Cuando la tierra tiembla is an interesting visual document of exile, migration and displacement. It focuses on the Mexico-USA border (although it could be any other border) and shows the human drama involved in the constant displacement of Mexicans from their native country to the one to the North. The thematic axis of the video is the situation of the Mexican community in New York City. Using images and testimonies both from the emigrants themselves and from people who belong to associations working for the ‘illegals’, Martí evidences with her camera the situation to both sides of the border.
Cuando la tierra tiembla shows the paradox that Peter Andreas, professor of political science and international relations and an expert in the area, talks about in the video, that is, how both a perfectly sealed and armoured border and a borderless economy are being constructed simultaneously.
To the North of the border the video shows us the new cities. In the 1990s the Mexican population was the ethnic minority that most increased in number in New York City, and the amount of Mexicans accounted for by the US census tripled in the same decade. According to unofficial estimates, the number reaches one million in the tri-state area. The Mexican population constitutes the third largest Hispanic group in New York after the Puerto Ricans and the Dominicans. Most of the Mexicans come from rural communities of the state of Puebla, and work mainly in the catering industry: as cooks, food handlers, and busboys or cleaners in the restaurants. “... All our sowers are washing dishes in New York”, says Carmelo Macedo of the Casa de Puebla in Manhattan.
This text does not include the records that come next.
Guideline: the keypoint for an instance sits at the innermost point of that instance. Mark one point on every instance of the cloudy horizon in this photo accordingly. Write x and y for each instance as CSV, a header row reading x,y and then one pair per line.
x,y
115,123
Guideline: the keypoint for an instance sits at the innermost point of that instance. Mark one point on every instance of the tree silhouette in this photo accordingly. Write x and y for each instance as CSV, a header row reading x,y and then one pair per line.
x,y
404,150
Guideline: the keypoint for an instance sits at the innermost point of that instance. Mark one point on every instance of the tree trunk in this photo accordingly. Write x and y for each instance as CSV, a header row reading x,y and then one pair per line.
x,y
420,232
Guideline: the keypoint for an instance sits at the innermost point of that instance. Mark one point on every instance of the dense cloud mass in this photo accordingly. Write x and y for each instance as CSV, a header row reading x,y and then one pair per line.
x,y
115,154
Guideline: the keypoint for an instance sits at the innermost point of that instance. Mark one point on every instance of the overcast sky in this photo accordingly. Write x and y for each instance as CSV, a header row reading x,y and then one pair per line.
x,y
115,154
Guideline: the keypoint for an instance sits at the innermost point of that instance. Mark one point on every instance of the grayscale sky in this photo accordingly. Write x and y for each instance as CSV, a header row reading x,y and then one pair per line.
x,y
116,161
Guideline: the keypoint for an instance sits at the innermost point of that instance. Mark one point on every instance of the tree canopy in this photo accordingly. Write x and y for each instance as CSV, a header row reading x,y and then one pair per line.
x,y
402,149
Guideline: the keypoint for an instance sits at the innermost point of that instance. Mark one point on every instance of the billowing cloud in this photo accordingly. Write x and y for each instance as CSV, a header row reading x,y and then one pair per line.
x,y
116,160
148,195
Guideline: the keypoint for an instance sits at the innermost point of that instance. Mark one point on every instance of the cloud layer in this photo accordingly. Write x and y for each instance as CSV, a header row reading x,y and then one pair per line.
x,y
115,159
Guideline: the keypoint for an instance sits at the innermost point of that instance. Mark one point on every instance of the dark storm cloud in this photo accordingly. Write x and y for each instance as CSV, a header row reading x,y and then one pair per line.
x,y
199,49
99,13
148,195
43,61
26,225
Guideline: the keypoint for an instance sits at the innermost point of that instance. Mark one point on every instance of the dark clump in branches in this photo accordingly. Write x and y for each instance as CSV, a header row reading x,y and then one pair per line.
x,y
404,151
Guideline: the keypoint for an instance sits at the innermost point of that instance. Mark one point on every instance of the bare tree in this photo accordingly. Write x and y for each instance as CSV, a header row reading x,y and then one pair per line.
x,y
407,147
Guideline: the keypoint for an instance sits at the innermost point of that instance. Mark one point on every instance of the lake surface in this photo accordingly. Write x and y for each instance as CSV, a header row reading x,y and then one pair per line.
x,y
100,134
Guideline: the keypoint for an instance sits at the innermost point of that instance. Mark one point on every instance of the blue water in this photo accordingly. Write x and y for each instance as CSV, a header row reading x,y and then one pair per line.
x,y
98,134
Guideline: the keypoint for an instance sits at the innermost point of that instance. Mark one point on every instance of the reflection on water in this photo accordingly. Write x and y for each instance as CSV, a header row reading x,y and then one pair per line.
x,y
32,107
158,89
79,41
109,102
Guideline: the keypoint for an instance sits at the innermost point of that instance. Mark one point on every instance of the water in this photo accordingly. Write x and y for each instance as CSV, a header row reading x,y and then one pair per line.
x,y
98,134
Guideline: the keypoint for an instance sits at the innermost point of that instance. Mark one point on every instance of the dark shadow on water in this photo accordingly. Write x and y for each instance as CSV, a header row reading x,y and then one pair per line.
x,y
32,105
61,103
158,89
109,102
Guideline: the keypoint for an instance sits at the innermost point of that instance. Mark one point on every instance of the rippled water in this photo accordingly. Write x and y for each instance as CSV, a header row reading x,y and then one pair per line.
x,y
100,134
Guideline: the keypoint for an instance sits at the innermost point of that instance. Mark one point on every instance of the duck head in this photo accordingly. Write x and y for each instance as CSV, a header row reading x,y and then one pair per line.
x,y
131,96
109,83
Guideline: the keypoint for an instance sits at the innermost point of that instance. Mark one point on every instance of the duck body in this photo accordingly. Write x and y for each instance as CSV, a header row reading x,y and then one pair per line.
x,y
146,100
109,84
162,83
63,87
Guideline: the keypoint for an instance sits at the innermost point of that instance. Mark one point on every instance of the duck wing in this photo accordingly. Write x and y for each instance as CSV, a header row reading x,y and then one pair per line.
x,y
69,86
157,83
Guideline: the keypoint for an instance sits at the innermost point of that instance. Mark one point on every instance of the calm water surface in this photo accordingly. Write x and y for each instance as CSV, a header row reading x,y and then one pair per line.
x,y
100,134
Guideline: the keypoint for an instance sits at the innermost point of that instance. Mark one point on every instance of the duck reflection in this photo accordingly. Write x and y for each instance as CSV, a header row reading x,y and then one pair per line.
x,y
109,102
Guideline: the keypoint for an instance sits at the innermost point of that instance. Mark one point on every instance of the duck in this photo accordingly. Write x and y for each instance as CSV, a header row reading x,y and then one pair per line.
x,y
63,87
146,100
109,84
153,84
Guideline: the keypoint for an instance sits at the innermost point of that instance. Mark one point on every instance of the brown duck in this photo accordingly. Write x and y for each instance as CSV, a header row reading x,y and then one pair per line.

Mexicans in New York are discriminated against in relation to other communities living there. This might be because of their lower level of education or their generalised poor command of English. Be it as it may, the truth is that they are, out of all the ‘illegal’ groups, the most exploited one in labour terms, and the worst paid.
After having shown us this reality, Martí’s camera takes us to ‘The other side’ of the costly wall that now replaces the old wire fence that once separated the USA from Mexico. We are now witness to how life is in the places where the ‘mojados’ (wet) come from, to the absence of those who had to emigrate in the search for survival. The testimonies of relatives who stayed in Mexico tell us about the pain of the separation from their loved ones and about how their own survival depends on those who left: without the money (‘remesas’/‘consignments’) that the latter send them from the USA, they wouldn’t be able to survive. Some of the facts that we learn are amazing; for example, that the second source of revenue coming in to Mexico, after oil, is that constituted by the ‘remesas’. This is thus not only a complex human problem, but a new type of circulation of capital which escapes the control of governments.
In the words of Martí herself: “This is the story of a lot of people with a common place. The place of the non-place, the constructed place. The space that is generated between borders, the space that there is between being legal and being illegal, between different economic realities. This story is repeated in any place in the planet where there is a migrant, a refugee, an exile. And although each of these keeps their own part of the story, their own experience, this one in particular, takes place in New York. Its main characters: mainly Mexican immigrants, the so-called ‘mojados’ (wet), ‘alambrados’ (wire fenced), or more commonly ‘ilegales’ (illegals) who share a common experience.